Iontophoresis impact on corneal properties using an ex vivo bovine eye model

Abstract

This study addresses the challenge of low drug bioavailability in topical ocular administration by developing and validating an ex vivo bovine eye model chamber to evaluate the effects of iontophoresis on drug delivery and corneal properties. Transepithelial electrical resistance (TEER) was assessed as a predictor of corneal epithelial integrity in dissected bovine eyes. TEER measurements were correlated with methylene blue permeation, confirming a threshold of 4.2 kOhm·cm2 as an indicator of epithelial integrity. The model chamber enabled the application of drug solutions around a defined area of the cornea without leakage, facilitating the placement of electrodes and the application of constant electric currents.
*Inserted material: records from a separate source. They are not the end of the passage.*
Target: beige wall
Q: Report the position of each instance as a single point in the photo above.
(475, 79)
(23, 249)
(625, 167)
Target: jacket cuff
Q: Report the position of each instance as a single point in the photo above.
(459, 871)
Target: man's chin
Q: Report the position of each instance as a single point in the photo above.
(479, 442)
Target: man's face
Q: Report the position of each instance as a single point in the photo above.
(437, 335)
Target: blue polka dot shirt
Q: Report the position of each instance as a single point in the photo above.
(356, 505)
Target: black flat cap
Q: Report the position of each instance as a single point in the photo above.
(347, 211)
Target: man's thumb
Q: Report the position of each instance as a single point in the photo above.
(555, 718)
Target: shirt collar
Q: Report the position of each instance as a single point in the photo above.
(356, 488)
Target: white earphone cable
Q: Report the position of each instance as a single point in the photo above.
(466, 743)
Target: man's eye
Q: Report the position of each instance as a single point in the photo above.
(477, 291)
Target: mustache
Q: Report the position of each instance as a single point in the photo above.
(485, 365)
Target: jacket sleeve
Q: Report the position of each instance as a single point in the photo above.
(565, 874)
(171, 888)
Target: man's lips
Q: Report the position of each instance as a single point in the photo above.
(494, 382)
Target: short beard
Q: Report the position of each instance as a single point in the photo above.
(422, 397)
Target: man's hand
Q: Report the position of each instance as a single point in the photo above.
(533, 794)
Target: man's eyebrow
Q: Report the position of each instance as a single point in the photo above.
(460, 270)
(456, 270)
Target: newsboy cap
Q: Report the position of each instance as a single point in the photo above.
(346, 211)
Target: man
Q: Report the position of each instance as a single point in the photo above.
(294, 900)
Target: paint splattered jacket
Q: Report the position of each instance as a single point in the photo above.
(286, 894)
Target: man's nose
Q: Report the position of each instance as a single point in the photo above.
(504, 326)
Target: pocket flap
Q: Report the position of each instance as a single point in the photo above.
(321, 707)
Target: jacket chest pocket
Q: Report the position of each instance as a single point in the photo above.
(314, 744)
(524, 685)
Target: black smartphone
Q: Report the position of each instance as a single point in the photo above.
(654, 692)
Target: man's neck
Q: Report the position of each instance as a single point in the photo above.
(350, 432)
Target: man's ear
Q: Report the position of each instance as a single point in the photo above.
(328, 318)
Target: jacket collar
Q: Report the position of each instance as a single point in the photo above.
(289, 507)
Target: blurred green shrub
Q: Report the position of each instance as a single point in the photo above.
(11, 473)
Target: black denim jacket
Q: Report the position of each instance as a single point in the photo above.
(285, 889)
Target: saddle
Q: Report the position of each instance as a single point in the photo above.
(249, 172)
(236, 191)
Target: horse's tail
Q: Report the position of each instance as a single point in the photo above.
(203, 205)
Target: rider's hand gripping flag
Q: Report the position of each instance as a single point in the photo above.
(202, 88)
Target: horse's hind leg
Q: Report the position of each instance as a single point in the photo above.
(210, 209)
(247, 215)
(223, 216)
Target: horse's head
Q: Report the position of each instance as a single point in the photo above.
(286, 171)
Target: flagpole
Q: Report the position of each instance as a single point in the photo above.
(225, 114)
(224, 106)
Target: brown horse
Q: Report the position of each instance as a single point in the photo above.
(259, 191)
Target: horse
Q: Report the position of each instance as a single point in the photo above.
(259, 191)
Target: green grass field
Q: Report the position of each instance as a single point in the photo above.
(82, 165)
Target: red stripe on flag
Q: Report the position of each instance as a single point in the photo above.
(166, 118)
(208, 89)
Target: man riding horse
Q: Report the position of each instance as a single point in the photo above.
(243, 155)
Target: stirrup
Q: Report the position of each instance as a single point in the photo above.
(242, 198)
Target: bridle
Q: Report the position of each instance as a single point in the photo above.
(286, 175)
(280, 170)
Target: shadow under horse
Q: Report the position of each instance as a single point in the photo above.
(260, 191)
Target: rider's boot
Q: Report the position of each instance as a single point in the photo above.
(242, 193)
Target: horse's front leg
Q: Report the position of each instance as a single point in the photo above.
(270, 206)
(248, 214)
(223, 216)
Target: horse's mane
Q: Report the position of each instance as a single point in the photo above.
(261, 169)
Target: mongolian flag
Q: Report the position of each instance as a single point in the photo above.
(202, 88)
Applying iontophoresis at 2 mA/cm2 for 6 min significantly increased rhodamine B penetration into the cornea by nearly sixfold compared to passive diffusion (approximately 1.3 µg/cm2 vs. 0.24 µg/cm2), allowing detectable drug levels in the aqueous humor (27.9 ± 0.5 ng/mL). Morphological analyses revealed temporary changes in the cornea, including a 2.3-fold increase in surface roughness (from 44.6 nm to 105.3 nm) and mild collagen disorganization in the stroma, while Bowman’s membrane remained intact. A significant increase in corneal stiffness was noted, with a 200 % rise in the area under the stress–strain curve after iontophoresis. These findings provide insights into iontophoresis-induced changes and highlight the model’s potential for optimizing ocular drug delivery systems. Additionally, the model aligns with the 3Rs principles and could be instrumental in advancing the understanding of anterior segment diseases driven by structural and biomechanical alterations.